The Best Solution Is One That Will Be Built

Cathrine L. Gunasekara
5 min readSep 17, 2014

How to get to a MVP in one afternoon

I recently had the opportunity to spend some time with David Hendee, Director of Design at Carbon Five, to learn about Experience Mapping – a great technique to scope your project so that you can get to a MVP as quickly as possible.

When we are building products we are often focused on climbing the hill we are on, making what is already existing just a little bit better. This is referred to as the Local Maximum. We do this either because we don’t see the other hill, or we think it will be too much of an investment to go to another market or invent something new.

Local Maximum.

Design thinking is particularly good for finding other hills to climb and with this Experience Mapping activity you can easily explore completely new product ideas and make some critical decisions about your MVP in one afternoon. The point of the activity is to transform your crazy new idea into something actionable that can be built, tested and validated as quickly as possible.

David Hendee from Carbon Five facilitating an Experience Mapping activity

The Product

Most likely you already have an idea you’d like to test at this point, but if not, a good way to come up with one is to think of..

1. What is really hot right now? Anonymous messaging platforms, on-demand delivery services, photo manipulation etc

2. What’s a problem that we have? Think of the last time you felt frustrated with something, either an interaction with a product or a situation.

3. Then combine them! UX designer Krysta Curtis has written a great Medium post about a similar technique, she calls it Paint-by-idea.

Experience Mapping

For this part you need a mixed team (preferably not more than 9 people) including the Product Manager and developers, a stack of different colored index cards, masking tape and a large table.

Start by thinking about who are the different players interacting with your product. Let’s take the example of a café and the action of purchasing a coffee. The players would be the customer, the cashier and the barista. In addition we have the software that places the order and handles the payment process and the artifacts the players are interacting with like the physical space itself, coffee cups, coffee machine etc. Lastly we must not forget what triggers each interaction.

The barista is one player in this experience. We will write all the interactions the barista is having on pink index cards.

Now that the roles have been defined, assign them a color, and think of all the touch points and interactions between these roles.

What to write on the different cards:

Yellow cards represents artifacts or triggers.
Pink cards represents your customer.
Green cards represents someone front of house of your business (or another secondary player in the experience)
Red cards represents someone back of house of your business
White cards represents support or software actions (you want to limit these as much as possible)

Notice that the green and red cards don’t always have to represent someone at front and back of house on your product, but use these cards to represent secondary players in your experience – whatever role that is in relationship to the customer.

In my example of the café, the first trigger would be the customer seeing a café and deciding to enter, so write down “café” on a yellow trigger card.

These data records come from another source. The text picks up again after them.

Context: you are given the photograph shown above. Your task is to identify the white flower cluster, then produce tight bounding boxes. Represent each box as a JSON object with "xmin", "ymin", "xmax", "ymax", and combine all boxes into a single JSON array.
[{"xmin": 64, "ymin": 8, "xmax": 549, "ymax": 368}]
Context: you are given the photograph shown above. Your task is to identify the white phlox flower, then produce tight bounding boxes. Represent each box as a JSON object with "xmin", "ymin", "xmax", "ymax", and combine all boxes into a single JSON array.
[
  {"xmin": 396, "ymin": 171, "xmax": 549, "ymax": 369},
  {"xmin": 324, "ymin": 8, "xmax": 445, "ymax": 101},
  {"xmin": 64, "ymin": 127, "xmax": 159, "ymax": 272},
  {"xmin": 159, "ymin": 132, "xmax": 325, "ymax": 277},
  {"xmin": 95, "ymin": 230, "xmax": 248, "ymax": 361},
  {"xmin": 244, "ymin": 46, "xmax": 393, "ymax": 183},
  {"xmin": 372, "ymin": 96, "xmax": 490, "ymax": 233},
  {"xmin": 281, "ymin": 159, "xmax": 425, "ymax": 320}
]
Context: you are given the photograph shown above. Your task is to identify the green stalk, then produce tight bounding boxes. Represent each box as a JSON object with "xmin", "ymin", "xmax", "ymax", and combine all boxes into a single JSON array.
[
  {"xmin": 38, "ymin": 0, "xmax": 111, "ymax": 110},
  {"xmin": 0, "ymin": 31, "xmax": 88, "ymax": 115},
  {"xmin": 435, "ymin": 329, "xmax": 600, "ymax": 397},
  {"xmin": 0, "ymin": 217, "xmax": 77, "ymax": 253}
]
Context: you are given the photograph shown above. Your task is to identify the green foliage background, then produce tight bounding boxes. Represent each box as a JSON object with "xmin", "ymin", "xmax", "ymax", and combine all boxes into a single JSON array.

Then the customer will stand in line, the cashier will greet the customer, the customer will order a coffee, the cashier will register the order and so on.

Barista interaction card

User Stories

After writing all the different interactions on one side of the cards, flip over each card and write the individual user story on the back by using this template:

“As a [role], I can [perform an activity] so that [user goal].”

Barista user story

The user stories are your features and the cards are reminders of what needs to be built for whom and why. When all the interactions are mapped out with user stories written on the back, it’s time to add a twist to the game:

You can only keep 10 cards to build your MVP! Which ones will you keep?

The sooner you focus on designing the interactions for the most critical parts of the experience the better. Don’t waste time on the login screen if that’s not critical for the core of your product. Can you build your MVP without a logged in state?

“A Minimum Viable Product is the smallest thing you can build that delivers customer value (and as a bonus captures some of that value back).” - Ash Maurya

Another important tip for creating a MVP is to forget about all edge cases. If the product won’t work in the best case scenario with your target user, then who cares about all the “what if’s”? Once you know that your product idea is at least a hit amongst one group of people in one particular scenario, then you can work on finding a way to make it also work for the edge cases.

Whichever of the 10 cards you end up keeping, remember the best solution is the one that will actually be built. Only then you can learn, iterate and make it better.